The future of the employment tribunal system is under review by the coalition government, and the players who are to win and lose from the changes are setting out their positions.
Depending on where you stand, the employment tribunal system is either a refuge for greedy lawyers and scurrilous claimants, or an essential bulwark against workplace abuses. In reality, like the rest of the court system, it can be both but is usually something in between. As such, the coalition should consider its options carefully, and listen to both sides of the debate, before making any decisions on reform.
The employers have been putting their case this week. In a debate on this morning’s BBC Radio 4 Today program (listen here), the Director General of the Confederation of British Industry (CBI) John Cridland said that the current system of employment tribunals is “broken” and that “everybody other than the lawyers lose”.
Meanwhile, in yesterday’s Times, Helen Giles, a human resources advisor to small charities, in an article entitled “Stop legal parasites feeding on small business” wrote that “small businesses and charities are groaning under the burden of complying with employment law that encourages employees to misrepresent themselves as victims of bullying and discrimination”. The system is “heavily loaded” against businesses. She suggests that ”The burden of proof in discrimination claims should be placed on the employee and there should be stronger prima facie evidence of discrimination before allowing a claim to progress”.

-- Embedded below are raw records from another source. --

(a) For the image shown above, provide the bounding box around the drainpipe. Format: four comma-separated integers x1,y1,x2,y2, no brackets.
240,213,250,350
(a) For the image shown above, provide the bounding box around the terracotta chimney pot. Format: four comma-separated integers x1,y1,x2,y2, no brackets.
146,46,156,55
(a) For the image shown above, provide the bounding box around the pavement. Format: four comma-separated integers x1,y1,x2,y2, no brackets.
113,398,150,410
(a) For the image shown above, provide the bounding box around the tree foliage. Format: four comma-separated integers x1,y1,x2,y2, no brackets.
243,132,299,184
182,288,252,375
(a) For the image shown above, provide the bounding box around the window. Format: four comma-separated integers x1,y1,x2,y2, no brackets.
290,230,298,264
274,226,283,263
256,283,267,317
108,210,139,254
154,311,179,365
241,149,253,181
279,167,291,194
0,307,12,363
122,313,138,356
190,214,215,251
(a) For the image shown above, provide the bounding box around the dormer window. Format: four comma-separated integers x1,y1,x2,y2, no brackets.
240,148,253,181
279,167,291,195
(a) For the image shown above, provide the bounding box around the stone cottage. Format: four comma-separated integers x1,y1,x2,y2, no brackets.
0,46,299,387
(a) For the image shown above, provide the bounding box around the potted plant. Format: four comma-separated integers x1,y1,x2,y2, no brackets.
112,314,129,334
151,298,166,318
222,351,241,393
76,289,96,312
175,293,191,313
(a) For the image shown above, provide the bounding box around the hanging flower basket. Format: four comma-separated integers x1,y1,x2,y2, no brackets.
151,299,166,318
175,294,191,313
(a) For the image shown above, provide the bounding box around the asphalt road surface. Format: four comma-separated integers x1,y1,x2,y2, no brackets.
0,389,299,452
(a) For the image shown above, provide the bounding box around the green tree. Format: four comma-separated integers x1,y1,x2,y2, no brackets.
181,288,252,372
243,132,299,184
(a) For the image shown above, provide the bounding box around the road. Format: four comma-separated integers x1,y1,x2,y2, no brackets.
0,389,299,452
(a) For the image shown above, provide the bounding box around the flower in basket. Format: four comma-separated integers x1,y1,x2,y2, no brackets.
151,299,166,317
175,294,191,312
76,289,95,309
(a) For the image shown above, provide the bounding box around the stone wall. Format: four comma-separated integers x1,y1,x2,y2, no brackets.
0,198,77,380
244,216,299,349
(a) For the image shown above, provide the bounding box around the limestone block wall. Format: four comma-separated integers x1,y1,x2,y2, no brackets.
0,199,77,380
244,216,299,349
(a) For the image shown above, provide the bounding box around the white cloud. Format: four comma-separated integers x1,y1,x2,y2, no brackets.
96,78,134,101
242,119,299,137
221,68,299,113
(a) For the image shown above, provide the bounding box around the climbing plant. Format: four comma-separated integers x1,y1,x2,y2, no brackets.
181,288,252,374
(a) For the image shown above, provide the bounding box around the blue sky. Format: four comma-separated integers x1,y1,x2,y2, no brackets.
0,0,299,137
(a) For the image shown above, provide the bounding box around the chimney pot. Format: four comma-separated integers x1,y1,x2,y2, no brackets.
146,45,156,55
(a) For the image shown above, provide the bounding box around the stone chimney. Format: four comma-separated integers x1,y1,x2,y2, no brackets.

Considering the statistics, in fact the number of individual claims has remained fairly stable, ranging from around 60,000 to 80,000 per year over the past 10 years. So, the burden on small businesses and charities which Helen Giles refers has probably remained constant. It is larger businesses which tend to be affected by group claims. Professor Richard Moorhead has posted a detailed and myth-busting analysis of the statistics here.
The CBI has ideas for reform too. It is urging the coalition to introduce a fee or deposit for bringing an employment claim, in order to buck a trend which saw employment claims rise by 56% last year to 236,100 (the statistics are here), mostly the result of multiple claims. According to the Financial Times, ministers are sympathetic to a fee ranging from £30 to £500.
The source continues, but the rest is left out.